A strong background in control charts including adaptations, acceptance sampling for attributes and variables data, standard acceptance plans, sequential analysis, statistics of combinations, moments and probability distributions, applications.

STAT 51400: Design Of Experiments (3) math

Fundamentals, completely randomized design; randomized complete blocks; latin square; multi-classification; factorial; nested factorial; incomplete block and fractional replications for 2n, 3n, 2m x 3n; confounding; lattice designs; general mixed factorials; split plot; analysis of variance in regression models; optimum design. Use of existing statistical programs.

STAT 52200: Sampling And Survey Techniques (3) math

This course covers basic sampling design and analysis techniques. Sampling designs include: simple random, stratified, clustered, multi-staged, and systematic samples. Methods of estimation appropriate to design features and efficiency and costs related to sample design are covered.

STAT 52500: Intermediate Statistical Methodology (3) math

Statistical methods for analyzing data based on general/generalized linear models, including linear regression, analysis of variance (ANOVA), analysis of covariance (ANCOVA), random and mixed effects models, and logistic/loglinear regression models. Application of these methods to real-world problems using SAS statistical software.

ECE 30100: Signals And Systems (3) engr

Classification, analysis and design of systems in both the time- and frequency-domains. Continuous-time linear systems: Fourier Series, Fourier Transform, bilateral Laplace Transform. Discrete-time linear systems: difference equations, Discrete-Time Fourier Transform, bilateral Z-Transform. Sampling, quantization, and discrete-time processing of continuous-time signals. Discrete-time nonlinear systems: median-type filters, threshold decomposition. System design examples such as the compact disc player and AM radio.

EPCS 41100: Senior Design Participation In EPICS (1)

Continuation of EPICS courses. Seniors using EPCS 41100 to fulfill capstone or design requirements where approved for their major may be required to satisfy additional course requirements specified by their degree program.

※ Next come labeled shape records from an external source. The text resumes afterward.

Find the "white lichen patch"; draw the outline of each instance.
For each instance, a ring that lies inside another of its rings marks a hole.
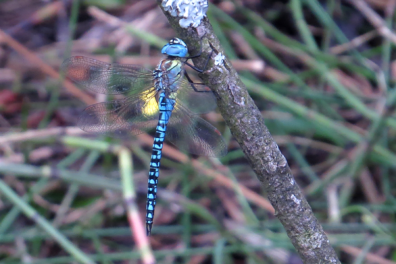
[[[226,56],[223,55],[221,53],[219,53],[214,57],[214,65],[223,65],[223,61],[226,58]]]
[[[173,16],[183,17],[179,21],[182,28],[196,28],[206,15],[207,0],[163,0],[162,6]]]

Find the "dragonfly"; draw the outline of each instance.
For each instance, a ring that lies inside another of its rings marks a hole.
[[[66,59],[61,67],[81,86],[101,94],[125,96],[86,108],[78,121],[83,130],[125,138],[149,130],[156,122],[148,172],[148,236],[153,223],[165,135],[167,140],[194,154],[221,157],[227,151],[220,132],[198,116],[215,107],[214,95],[204,85],[193,83],[184,69],[187,65],[203,72],[187,62],[200,52],[189,56],[186,43],[178,38],[169,41],[161,52],[166,56],[153,71],[82,56]]]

EPCS 41100 is offered for 1 credit. The EPICS procedures manual provides information on expected relative workload for EPCS 41100 and EPCS 41200 students. Seniors are responsible for the management tasks of planning and organizing their team project activity. They are expected to contribute expertise from their discipline to the design of the team’s projects throughout most of the design process phases of problem identification, specification development, design, production, and deployment. Seniors will also meet with the customer and mentor the first year, sophomores and juniors. May not be taken concurrently with EPCS 41200.

EPCS 41200: Senior Design Participation In EPICS (2)

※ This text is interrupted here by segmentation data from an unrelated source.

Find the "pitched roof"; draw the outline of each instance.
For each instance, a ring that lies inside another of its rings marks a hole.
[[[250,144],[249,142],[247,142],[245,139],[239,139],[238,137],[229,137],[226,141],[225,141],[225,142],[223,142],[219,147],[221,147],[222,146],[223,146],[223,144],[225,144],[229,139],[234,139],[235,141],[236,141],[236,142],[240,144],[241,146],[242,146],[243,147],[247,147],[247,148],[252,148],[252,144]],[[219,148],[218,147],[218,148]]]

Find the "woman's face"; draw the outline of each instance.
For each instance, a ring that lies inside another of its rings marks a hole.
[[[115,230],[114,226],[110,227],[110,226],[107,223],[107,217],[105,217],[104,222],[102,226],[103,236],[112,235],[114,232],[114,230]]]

Continuation of EPICS courses. Seniors using EPCS 41200 to fulfill capstone or design requirements where approved for their major may be required to satisfy additional course requirements specified by their degree program. EPCS 41200 is offered for 2 credits. The EPICS procedures manual provides information on expected relative workload for EPCS 41100 and EPCS 41200 students. Seniors are responsible for the management tasks of planning and organizing their team project activity. They are expected to contribute expertise from their discipline to the design of the team’s projects throughout most of the design process phases of problem identification, specification development, design, production, and deployment. Seniors will also meet with the customer and mentor the first year, sophomores and juniors. May not be taken concurrently with EPCS 41100.

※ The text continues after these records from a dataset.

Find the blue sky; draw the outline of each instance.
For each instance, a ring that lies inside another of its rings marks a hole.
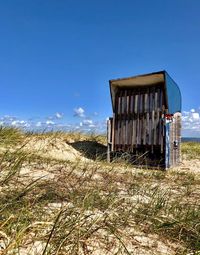
[[[0,1],[0,124],[105,128],[108,80],[167,70],[200,136],[199,0]]]

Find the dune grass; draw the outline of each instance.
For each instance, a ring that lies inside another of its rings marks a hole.
[[[1,147],[20,141],[0,154],[0,254],[199,254],[198,174],[99,158],[65,162],[23,150],[33,136],[100,144],[104,138],[95,135],[2,129],[0,136]],[[186,156],[189,146],[182,146]],[[195,158],[199,145],[192,149]]]

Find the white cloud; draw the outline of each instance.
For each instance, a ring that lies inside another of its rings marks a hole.
[[[92,125],[92,124],[93,124],[93,121],[90,120],[90,119],[83,120],[83,125],[89,126],[89,125]]]
[[[193,120],[199,120],[199,113],[198,112],[193,112],[192,113],[192,118],[193,118]]]
[[[52,120],[47,120],[45,123],[46,123],[47,125],[55,125],[55,122],[52,121]]]
[[[183,136],[200,136],[200,114],[197,110],[183,111],[182,129]]]
[[[55,116],[56,116],[57,119],[62,119],[62,118],[63,118],[63,113],[57,112],[57,113],[55,114]]]
[[[85,117],[85,110],[82,107],[78,107],[74,109],[74,116],[78,116],[78,117]]]
[[[42,122],[38,121],[35,125],[36,125],[36,127],[41,127],[42,126]]]

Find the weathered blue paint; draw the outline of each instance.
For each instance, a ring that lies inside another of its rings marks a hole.
[[[181,92],[178,85],[165,71],[165,86],[169,113],[181,112]]]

IE 33500: Operations Research - Optimization (3)

Introduction to deterministic optimization modeling and algorithms in operations research. Emphasis on formulation and solution of linear programs, networks flows, and integer programs.

IE 33600: Operations Research - Stochastic Models (3)

Introduction to probabilistic models in operations research. Emphasis on Markov chains, Poisson processes, and their application to queuing systems.